FFS: BPPV
Benign Paroxysmal Positional Vertigo (BPPV) is a common cause of vertigo, characterised by brief episodes of dizziness triggered by specific head movements. It is essential in the emergency department (ED) to differentiate BPPV from more serious central causes of vertigo
Pathophysiology
BPPV occurs when calcium carbonate crystals (otoconia) dislodge from the utricle and migrate into the semicircular canals, most commonly the posterior canal. These crystals disrupt normal fluid movement, leading to false signals about head position and causing vertigo
Causes
- Idiopathic: Most cases have no identifiable cause.
- Secondary to:
- Head trauma
- Vestibular neuronitis
- Ménière’s disease
Epidemiology
- Age: Most prevalent in individuals aged 50–70 years.

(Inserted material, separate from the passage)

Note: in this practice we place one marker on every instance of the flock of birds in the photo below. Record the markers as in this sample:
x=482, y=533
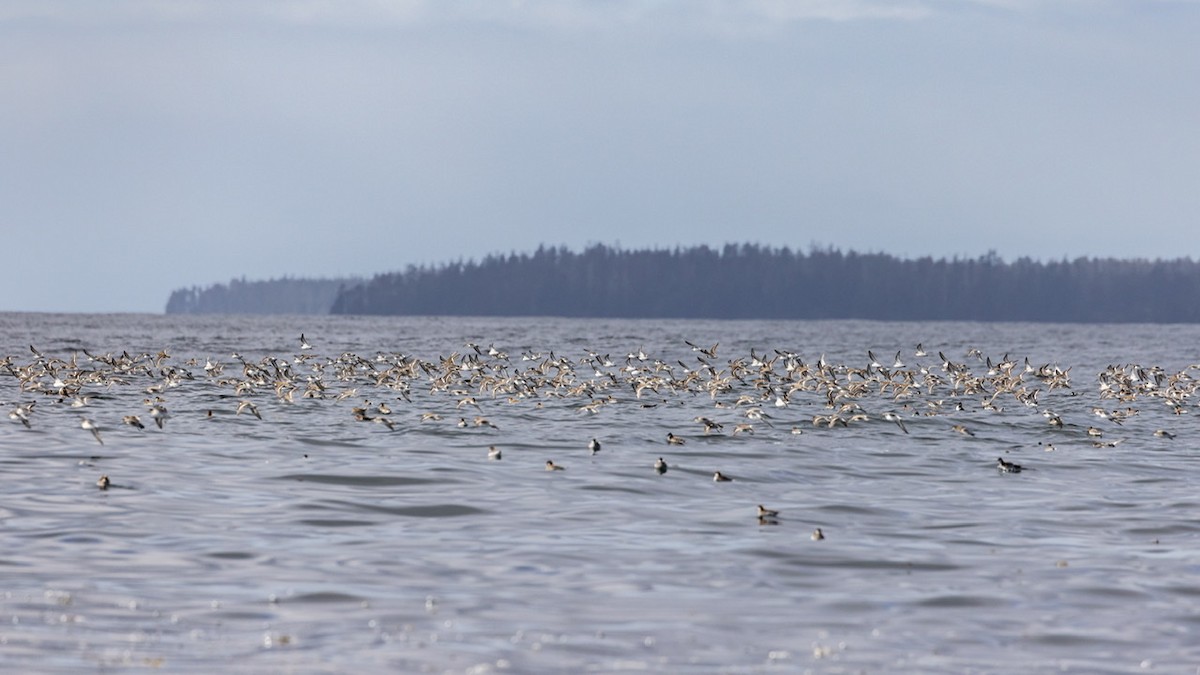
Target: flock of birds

- Gender: Higher incidence in females.
- Prevalence: Increases with age; up to 9% in the elderly
Clinical Features
- Vertigo: Brief episodes (seconds to minutes) triggered by head movements such as lying down, sitting up, or rolling in bed.
- No auditory symptoms: Absence of hearing loss or tinnitus.
- Duration: Episodes typically subside over weeks.
- Dix-Hallpike Manoeuvre: Diagnostic test eliciting vertigo and nystagmus when positive .
Differential Diagnoses
- Vestibular neuronitis
- Labyrinthitis
- Ménière’s disease
- Vertebrobasilar insufficiency
- Cerebellar or brainstem stroke
- Orthostatic hypotension
Investigations
While BPPV is diagnosed clinically, further investigations may be warranted to exclude other causes:
- Imaging:
- CT Scan: To rule out central causes.
- MRI/MRA: Preferred for posterior fossa evaluation
Management
Symptomatic Treatment:
- Hydration: IV fluids for patients with significant nausea or vomiting.
- Medications:
- Prochlorperazine: For nausea and vertigo.
- Diazepam: For severe symptoms; use with caution.
- Promethazine: Alternative antiemetic.
Physical Maneuvers:
- Epley Maneuver: Repositions otoconia; first-line treatment.
- Semont Maneuver: Alternative repositioning technique.
- Brandt-Daroff Exercises: Home-based exercises for refractory cases
Disposition
Patients with unresolved symptoms may require short-term admission for further management. Physiotherapy referral for instruction on home exercises can be beneficial.
Appendix 1: Dix-Hallpike Manoeuvre
- Purpose: Diagnostic test for BPPV.
- Most expertly performed by the ED physiotherapist
- Procedure:
- Patient sits upright; head turn 45° to one side looking at examiner
- Rapidly lie the patient back with head hanging off the edge of the bed 20° extended.
- Observe for nystagmus and inquire about vertigo.
- After waiting for about 20-30 seconds, the patient is returned to the sitting position
- If no nystagmus is seen, the procedure is then repeated on the left side
Special considerations and tips
- Protect the spine (particularly the cervical spine).
- Avoid hyperextension of the neck and sudden violent movements
- Check that the patient does not have any neck injuries or other contraindications to rapid spinal movements
- Signs and symptoms usually occur when you turn the patient’s head towards the lesion, so if you suspect disease of the right ear, you may wish to start on their right side – the non-affected side
Appendix 2: Epley Manoeuvre
- Purpose: Therapeutic manoeuvre to reposition otoconia.
- Most expertly performed by the ED physiotherapist
- Procedure:
- Sequential head and body movements to guide otoconia back to the utricle.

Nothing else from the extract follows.